Recently, a research team announced that marmosets — small highly social New World monkeys — display personality traits, whether they are wild or captive:
Some individuals were fast to approach any novelty, while others were more careful; hereby showing a similar pattern to humans: for instance, some humans enjoy trying out new restaurants, whereas others prefer to eat in their favorite restaurant. What is more interesting, when comparing personality traits of monkeys in Austria across four years, the authors found that these monkeys are quite consistent in their personality traits (e.g., those that are explorative when they are younger, stay similarly explorative four years afterwards).University of Vienna, “Marmoset Monkeys Have Personalities Too” at Neuroscience News The paper is open access.
While a marmoset’s personality typically did not change, those who became dominant in family hierarchies grew bolder over time.

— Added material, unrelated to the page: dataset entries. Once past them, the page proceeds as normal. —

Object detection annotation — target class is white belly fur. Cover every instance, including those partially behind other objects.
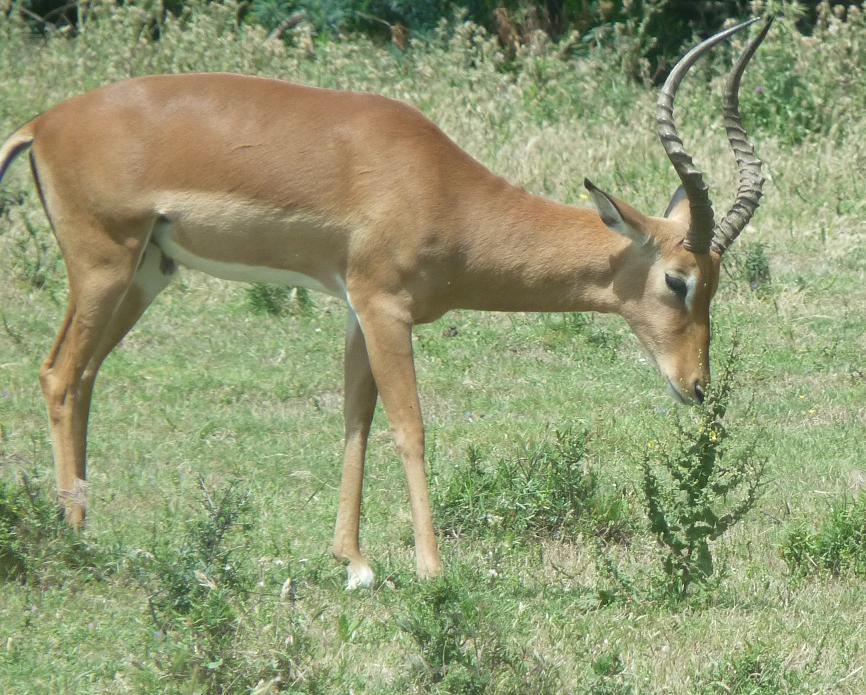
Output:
[153,222,347,299]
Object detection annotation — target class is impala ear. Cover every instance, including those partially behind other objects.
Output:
[665,186,691,225]
[583,179,650,246]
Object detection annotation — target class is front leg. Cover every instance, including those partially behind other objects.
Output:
[358,297,442,578]
[332,309,376,589]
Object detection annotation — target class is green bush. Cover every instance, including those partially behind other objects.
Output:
[433,430,630,540]
[395,573,563,695]
[781,497,866,577]
[132,481,325,693]
[641,348,766,598]
[700,643,812,695]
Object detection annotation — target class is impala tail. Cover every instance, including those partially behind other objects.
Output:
[0,121,33,186]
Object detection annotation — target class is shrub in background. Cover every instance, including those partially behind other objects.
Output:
[641,345,767,598]
[396,572,563,695]
[597,343,767,604]
[132,480,326,693]
[433,430,630,540]
[0,471,110,586]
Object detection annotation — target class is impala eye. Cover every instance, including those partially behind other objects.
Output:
[665,273,688,299]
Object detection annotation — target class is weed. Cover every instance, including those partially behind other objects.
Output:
[781,497,866,577]
[700,644,802,695]
[0,472,110,586]
[246,282,314,316]
[396,574,562,695]
[588,651,634,695]
[434,430,629,539]
[641,343,766,598]
[134,481,322,693]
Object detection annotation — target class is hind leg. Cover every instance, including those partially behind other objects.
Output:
[39,237,171,527]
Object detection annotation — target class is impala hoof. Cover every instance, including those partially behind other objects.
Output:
[346,565,375,591]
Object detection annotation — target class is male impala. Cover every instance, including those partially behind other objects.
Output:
[0,20,769,587]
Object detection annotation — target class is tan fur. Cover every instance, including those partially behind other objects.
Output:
[0,74,719,577]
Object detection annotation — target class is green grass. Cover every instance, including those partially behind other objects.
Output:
[0,6,866,694]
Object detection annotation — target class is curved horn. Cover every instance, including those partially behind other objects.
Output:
[712,17,773,254]
[656,19,758,253]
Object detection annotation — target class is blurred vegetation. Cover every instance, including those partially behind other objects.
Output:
[8,0,836,82]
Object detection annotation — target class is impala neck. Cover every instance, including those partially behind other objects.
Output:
[455,185,640,312]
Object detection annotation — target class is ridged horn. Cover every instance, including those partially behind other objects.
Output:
[712,17,773,254]
[656,19,758,253]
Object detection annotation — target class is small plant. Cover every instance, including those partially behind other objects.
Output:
[700,644,801,695]
[540,312,622,360]
[641,344,766,599]
[246,282,314,316]
[132,480,326,693]
[396,575,563,695]
[588,651,634,695]
[397,578,489,693]
[781,497,866,577]
[434,430,629,539]
[0,472,108,586]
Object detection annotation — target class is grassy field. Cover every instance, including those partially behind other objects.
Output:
[0,5,866,694]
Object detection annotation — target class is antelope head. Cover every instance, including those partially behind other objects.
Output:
[584,19,772,403]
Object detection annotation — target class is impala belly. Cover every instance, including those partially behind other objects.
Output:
[152,194,347,299]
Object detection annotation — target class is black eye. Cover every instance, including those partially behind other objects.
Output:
[665,273,688,298]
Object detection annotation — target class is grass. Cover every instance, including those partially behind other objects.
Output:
[0,5,866,693]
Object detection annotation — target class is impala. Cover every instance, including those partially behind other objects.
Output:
[0,20,770,587]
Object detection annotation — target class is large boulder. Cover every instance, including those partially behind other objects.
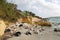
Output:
[0,20,6,36]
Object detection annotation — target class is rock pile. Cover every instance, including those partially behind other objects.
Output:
[2,23,44,40]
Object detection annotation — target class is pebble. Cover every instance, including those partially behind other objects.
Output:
[13,32,21,37]
[25,32,32,35]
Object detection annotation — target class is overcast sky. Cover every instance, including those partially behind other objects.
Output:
[8,0,60,17]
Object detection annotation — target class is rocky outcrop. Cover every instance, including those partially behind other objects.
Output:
[0,20,6,36]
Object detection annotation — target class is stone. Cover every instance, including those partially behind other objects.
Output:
[13,32,21,37]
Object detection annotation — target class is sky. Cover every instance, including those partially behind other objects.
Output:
[7,0,60,18]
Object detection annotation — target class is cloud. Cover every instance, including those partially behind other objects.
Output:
[6,0,60,17]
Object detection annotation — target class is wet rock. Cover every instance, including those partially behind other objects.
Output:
[13,32,21,37]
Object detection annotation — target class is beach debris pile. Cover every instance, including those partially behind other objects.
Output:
[1,23,44,40]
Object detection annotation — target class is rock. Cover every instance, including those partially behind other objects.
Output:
[34,31,38,34]
[4,29,11,33]
[0,20,6,36]
[19,24,23,27]
[25,32,32,35]
[13,32,21,37]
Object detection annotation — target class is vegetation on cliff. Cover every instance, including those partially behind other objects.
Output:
[0,0,51,25]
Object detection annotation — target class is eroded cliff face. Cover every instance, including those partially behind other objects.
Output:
[0,20,6,36]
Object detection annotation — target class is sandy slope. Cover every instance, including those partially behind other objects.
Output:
[8,28,60,40]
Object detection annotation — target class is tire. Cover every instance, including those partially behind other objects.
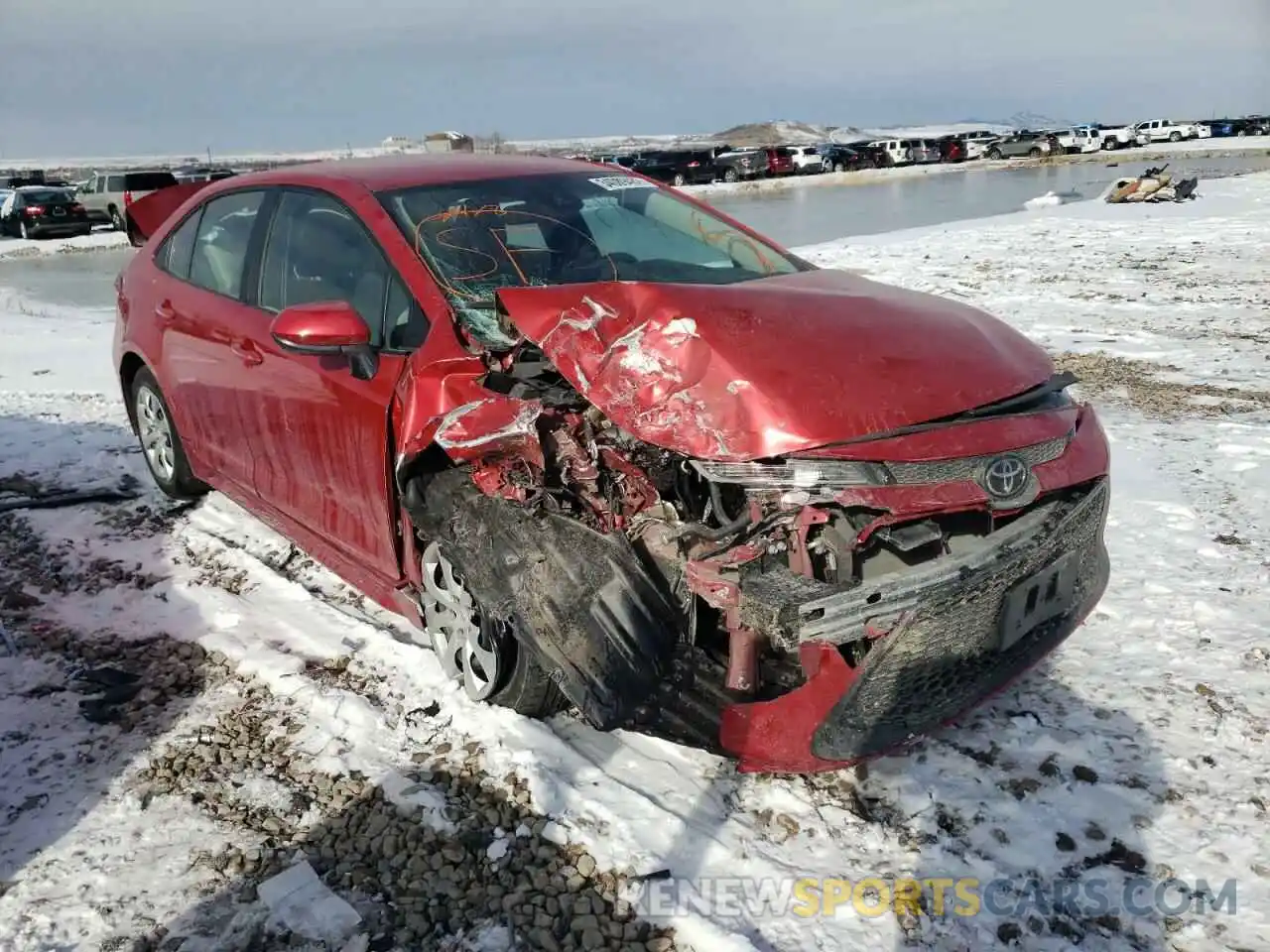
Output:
[128,367,210,500]
[421,542,568,718]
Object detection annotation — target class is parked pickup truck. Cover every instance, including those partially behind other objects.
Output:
[77,169,177,231]
[1089,123,1138,153]
[1135,119,1199,146]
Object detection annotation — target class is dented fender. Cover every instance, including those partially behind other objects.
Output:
[496,271,1054,462]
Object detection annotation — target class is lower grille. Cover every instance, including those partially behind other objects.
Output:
[812,482,1108,761]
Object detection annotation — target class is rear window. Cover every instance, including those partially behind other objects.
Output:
[123,172,177,191]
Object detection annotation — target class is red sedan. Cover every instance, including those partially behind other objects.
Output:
[114,155,1108,772]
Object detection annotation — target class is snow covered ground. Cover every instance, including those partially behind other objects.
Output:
[0,176,1270,952]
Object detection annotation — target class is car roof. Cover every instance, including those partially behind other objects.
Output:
[226,153,588,191]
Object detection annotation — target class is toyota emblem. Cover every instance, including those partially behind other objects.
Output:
[983,456,1028,499]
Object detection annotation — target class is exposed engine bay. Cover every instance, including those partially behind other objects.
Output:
[405,278,1106,770]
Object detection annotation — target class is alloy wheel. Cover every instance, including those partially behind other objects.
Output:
[422,542,512,701]
[136,386,177,482]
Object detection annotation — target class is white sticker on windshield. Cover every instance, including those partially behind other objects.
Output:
[586,176,657,191]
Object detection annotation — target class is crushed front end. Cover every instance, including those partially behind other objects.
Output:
[399,274,1108,774]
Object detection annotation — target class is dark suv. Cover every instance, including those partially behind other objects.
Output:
[630,149,716,185]
[78,169,177,231]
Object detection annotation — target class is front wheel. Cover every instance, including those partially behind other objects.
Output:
[421,542,568,717]
[131,368,209,500]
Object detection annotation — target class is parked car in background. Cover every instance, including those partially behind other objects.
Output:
[984,132,1054,159]
[113,155,1110,774]
[1204,115,1270,139]
[909,139,944,165]
[869,139,915,167]
[630,149,715,185]
[1134,119,1199,146]
[953,130,1001,159]
[172,165,237,181]
[820,142,877,172]
[0,169,45,187]
[1057,126,1102,155]
[1092,123,1138,153]
[790,146,825,176]
[78,169,177,231]
[936,136,965,163]
[713,146,767,181]
[0,185,92,239]
[765,146,798,178]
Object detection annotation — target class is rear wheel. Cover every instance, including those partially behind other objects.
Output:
[422,542,567,717]
[132,367,209,499]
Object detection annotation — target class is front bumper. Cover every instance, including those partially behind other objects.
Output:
[720,479,1110,774]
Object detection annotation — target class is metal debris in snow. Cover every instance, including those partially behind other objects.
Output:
[257,861,362,944]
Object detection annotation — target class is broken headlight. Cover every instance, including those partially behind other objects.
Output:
[693,459,893,490]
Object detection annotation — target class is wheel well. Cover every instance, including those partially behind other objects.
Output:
[395,443,454,527]
[119,353,146,431]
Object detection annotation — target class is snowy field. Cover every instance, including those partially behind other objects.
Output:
[0,176,1270,952]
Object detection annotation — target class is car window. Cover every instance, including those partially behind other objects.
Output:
[259,191,395,346]
[385,274,428,350]
[190,191,264,298]
[155,209,202,281]
[380,171,800,346]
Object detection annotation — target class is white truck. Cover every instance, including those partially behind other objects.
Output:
[1057,126,1102,155]
[1089,124,1138,153]
[1134,119,1199,146]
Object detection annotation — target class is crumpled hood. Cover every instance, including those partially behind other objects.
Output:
[498,269,1054,461]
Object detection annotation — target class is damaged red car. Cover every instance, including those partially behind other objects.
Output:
[114,155,1108,772]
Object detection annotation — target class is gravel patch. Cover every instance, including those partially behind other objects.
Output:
[1056,352,1270,418]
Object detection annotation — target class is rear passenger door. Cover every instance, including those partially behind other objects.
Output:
[155,189,267,499]
[237,187,428,590]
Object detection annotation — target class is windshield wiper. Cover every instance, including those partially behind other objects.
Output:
[817,371,1080,449]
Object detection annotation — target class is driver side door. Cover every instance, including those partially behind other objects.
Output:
[240,187,421,600]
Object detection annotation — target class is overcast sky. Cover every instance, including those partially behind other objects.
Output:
[0,0,1270,162]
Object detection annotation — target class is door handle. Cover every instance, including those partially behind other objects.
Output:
[230,337,264,367]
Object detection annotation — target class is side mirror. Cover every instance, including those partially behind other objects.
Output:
[269,300,378,380]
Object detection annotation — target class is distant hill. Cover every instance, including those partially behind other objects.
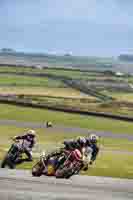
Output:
[0,49,114,70]
[118,54,133,62]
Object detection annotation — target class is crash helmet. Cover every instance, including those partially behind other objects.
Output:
[27,129,36,137]
[77,136,86,147]
[72,149,82,160]
[88,134,99,144]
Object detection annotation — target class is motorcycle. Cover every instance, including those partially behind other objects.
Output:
[1,138,23,169]
[32,150,68,176]
[55,149,83,179]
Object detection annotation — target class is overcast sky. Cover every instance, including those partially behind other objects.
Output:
[0,0,133,56]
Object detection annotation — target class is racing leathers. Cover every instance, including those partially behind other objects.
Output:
[86,138,99,164]
[15,134,35,161]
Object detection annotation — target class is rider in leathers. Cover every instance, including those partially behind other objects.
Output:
[14,130,36,161]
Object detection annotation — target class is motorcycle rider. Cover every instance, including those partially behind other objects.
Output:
[45,137,86,168]
[86,134,99,165]
[14,130,36,161]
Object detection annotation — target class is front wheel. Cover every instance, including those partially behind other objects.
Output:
[55,167,73,179]
[32,161,44,177]
[1,155,15,169]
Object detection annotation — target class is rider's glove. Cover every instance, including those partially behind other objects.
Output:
[89,160,93,165]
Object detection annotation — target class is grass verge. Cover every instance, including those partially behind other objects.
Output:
[0,126,133,178]
[0,104,133,134]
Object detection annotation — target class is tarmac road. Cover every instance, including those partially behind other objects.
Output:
[0,169,133,200]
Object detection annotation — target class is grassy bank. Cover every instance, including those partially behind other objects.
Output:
[0,126,133,178]
[0,104,133,134]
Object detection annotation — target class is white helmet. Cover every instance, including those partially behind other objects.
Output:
[27,129,36,137]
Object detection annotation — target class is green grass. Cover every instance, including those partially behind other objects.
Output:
[0,126,133,178]
[82,152,133,178]
[0,67,100,79]
[0,75,64,87]
[0,104,133,134]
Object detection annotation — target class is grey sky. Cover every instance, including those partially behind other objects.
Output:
[0,0,133,56]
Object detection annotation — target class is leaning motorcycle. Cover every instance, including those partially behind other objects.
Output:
[1,138,23,169]
[32,152,66,176]
[55,149,83,179]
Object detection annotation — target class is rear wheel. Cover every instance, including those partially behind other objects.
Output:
[55,167,73,179]
[32,161,44,176]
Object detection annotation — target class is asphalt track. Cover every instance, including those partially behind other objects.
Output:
[0,169,133,200]
[0,120,133,140]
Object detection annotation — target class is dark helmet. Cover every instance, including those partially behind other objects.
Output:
[88,134,99,144]
[27,130,36,137]
[77,137,86,147]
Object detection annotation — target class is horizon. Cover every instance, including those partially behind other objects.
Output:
[0,0,133,57]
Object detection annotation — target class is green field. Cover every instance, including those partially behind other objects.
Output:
[0,74,64,87]
[0,104,133,134]
[0,67,133,178]
[0,126,133,178]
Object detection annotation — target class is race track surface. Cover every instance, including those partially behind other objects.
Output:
[0,169,133,200]
[0,119,133,140]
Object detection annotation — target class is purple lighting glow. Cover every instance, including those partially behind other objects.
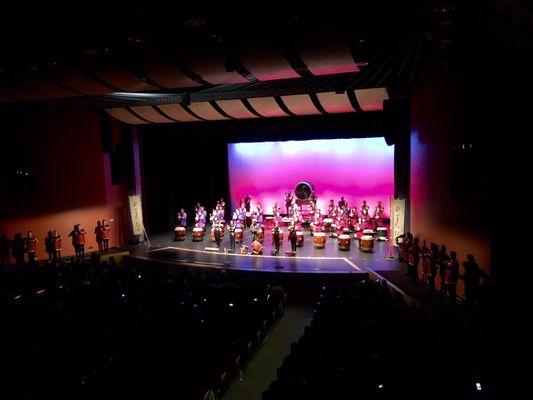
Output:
[228,138,394,215]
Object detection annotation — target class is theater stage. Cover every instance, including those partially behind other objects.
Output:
[128,229,405,274]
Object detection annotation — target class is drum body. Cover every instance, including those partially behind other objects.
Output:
[174,226,187,241]
[313,232,326,249]
[339,235,352,251]
[252,240,263,255]
[323,218,333,232]
[359,235,374,252]
[26,240,37,253]
[192,228,205,242]
[363,229,375,237]
[296,231,304,247]
[76,233,85,245]
[376,226,388,240]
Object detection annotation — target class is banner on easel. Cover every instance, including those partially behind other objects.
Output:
[128,194,144,235]
[390,197,405,246]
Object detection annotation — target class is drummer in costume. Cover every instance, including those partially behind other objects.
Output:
[24,231,38,264]
[94,221,104,253]
[338,196,348,211]
[44,231,54,262]
[243,194,252,212]
[272,221,281,254]
[285,192,293,217]
[69,224,85,261]
[213,221,222,249]
[272,201,281,219]
[359,200,370,229]
[441,251,459,304]
[102,219,111,253]
[228,220,236,253]
[250,218,261,243]
[289,221,298,253]
[178,208,187,228]
[52,229,63,261]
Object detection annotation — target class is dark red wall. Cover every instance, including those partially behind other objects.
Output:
[0,105,128,257]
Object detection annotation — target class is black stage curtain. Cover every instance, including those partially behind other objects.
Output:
[138,112,386,233]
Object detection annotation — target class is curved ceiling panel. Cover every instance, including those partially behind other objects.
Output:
[183,53,248,85]
[281,94,320,115]
[53,66,112,96]
[131,106,174,124]
[248,97,288,117]
[317,92,355,114]
[238,42,300,81]
[156,103,200,122]
[217,100,257,119]
[189,101,228,121]
[137,55,201,89]
[2,87,46,101]
[90,62,157,92]
[15,72,79,98]
[106,108,148,125]
[298,37,359,76]
[355,88,389,111]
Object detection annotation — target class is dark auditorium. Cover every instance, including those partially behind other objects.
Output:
[0,0,516,400]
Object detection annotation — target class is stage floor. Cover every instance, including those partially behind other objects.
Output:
[130,225,402,274]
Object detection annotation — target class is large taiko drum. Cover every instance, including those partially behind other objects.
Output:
[281,217,292,226]
[174,226,187,241]
[339,235,352,251]
[363,229,375,237]
[76,231,85,245]
[235,228,244,243]
[192,227,205,242]
[376,226,389,240]
[26,239,37,253]
[296,231,304,247]
[359,235,374,253]
[323,218,333,232]
[252,240,263,256]
[313,232,326,249]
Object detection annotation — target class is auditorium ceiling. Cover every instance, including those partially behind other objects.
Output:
[0,1,460,124]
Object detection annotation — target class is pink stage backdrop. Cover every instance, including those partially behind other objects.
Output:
[228,138,394,216]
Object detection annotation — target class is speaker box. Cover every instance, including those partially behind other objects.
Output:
[383,97,411,146]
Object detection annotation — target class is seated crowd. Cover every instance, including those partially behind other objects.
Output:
[0,253,285,399]
[263,280,485,400]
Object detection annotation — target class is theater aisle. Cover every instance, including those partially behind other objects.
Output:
[224,296,313,400]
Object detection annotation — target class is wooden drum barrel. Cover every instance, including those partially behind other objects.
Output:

But, we might ask, why should anyone have been surprised? Why shouldn’t animals have personalities? They have individual bodies and individual experiences. They certainly don’t need human-like intelligence to have a personality. A working memory is probably good enough.
Another recent study allowed us to know that dogs are aware of their own bodies:
In the experiment, dogs asked by their owners to pick up an object attached to the mat they’re sitting on apparently understand that they need to move their bodies in order to complete the task.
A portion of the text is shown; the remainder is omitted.